Monday was the quietest day we'll have all week, with both a federal holiday today and the (relative) calm before the storm of public impeachment hearings starts on Wednesday. Today did bring the official schedule for those public hearings, with House Intelligence chair Adam Schiff's office announcing that things will kick off at 10am Wednesday with the dual testimony of William Taylor, acting US ambassador to the Ukraine, and George Kent, deputy assistant secretary of state for European and Eurasian affairs. Taylor's closed-door testimony included a detailed outline of the "irregular channels" of communication with Ukraine run by Rudy Giuliani. Kent's previous testimony attested to a "campaign of lies" that lead to the firing of former Ukraine ambassador Marie Yovanovitch, who testifies in the open on Friday. This is really happening—set your DVRs. (Source: CNN)
Despite the federal holiday, transcripts from the last month of closed-door depositions continued to be released. Today saw the release of transcripts of testimony from Laura Cooper—deputy assistant secretary of defense for Russia, Ukraine and Eurasia—and Catherine Croft and Christopher Anderson, two State Department Ukraine specialists. The transcripts continue to flesh out an understanding of both the hold placed on aid to Ukraine that sits at the center of the impeachment inquiry as well as the involvement of the president's personal lawyer, Rudy Giuliani, in Ukrainian affairs. In his testimony Anderson said that National Security Advisor John Bolton "made a joke about every time Ukraine is mentioned, Giuliani pops up." So basically, Giuliani is like the Candyman, only terrible. (Source: Washington Post)
While the final lineup of people called to testify in this phase of the impeachment inquiry is still being settled, one person we officially won't hear from is the whistleblower who kicked everything off with their report to Congress in September. Republicans—and the president himself (more on that in a sec)—have wanted to call the whistleblower, but in responding to their request, Adam Schiff said that the Intelligence Committee "will not facilitate efforts by President Trump and his allies in Congress to threaten, intimidate, and retaliate against the whistleblower" and that the whistleblower has a right to remain anonymous. That's going to go over great I am sure. (Source: CNN)

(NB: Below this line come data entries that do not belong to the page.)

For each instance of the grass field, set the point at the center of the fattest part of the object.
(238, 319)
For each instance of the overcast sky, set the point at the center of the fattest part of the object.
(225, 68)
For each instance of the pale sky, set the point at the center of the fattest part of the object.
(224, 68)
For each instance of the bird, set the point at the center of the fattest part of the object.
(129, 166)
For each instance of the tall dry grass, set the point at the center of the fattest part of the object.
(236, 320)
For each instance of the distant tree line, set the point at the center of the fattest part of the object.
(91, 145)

Even though hearings begin in two days, the Republican strategy for the impeachment continues to evolve, with Representative Jim Jordan temporarily assigned to the House Intelligence Committee so he can sit in on the open hearings. Jordan was one of the Republicans that lead the occupation of the secure room where depositions were being held last month as a way of protesting the closed-door nature of the hearings—despite the fact that he had full access to the hearings as the head Republican on the House Oversight Committee. "You want your best contributors for 'showtime,'" one Republican told Politico. "Jordan is definitely a showman." Stares. (Source: Politico)
Finally, the president spent much of the day tweeting about the impeachment proceedings, including saying that "the Whistleblower, his lawyer, and Corrupt politician Schiff should be investigated for fraud!" He paused his tweeting to take part in New York's Veterans Day Parade. When he started again a few hours later, he accused Adam Schiff of having "fabricated my phone call, he will fabricate the transcripts that he is making and releasing!" I'm sure the rest of the week is going to go great. (Source: Twitter)
What's coming next: Over the weekend President Trump claimed that on Tuesday he would release a summary transcript of another call he had with Ukrainian president Zelensky. Maybe that will happen? If not, expect more transcripts from testimony to be released by Democrats, more accusations from Republicans about the proceedings not being fair, and more planning by Democrats for those proceedings to proceed anyway. We're just two days away now.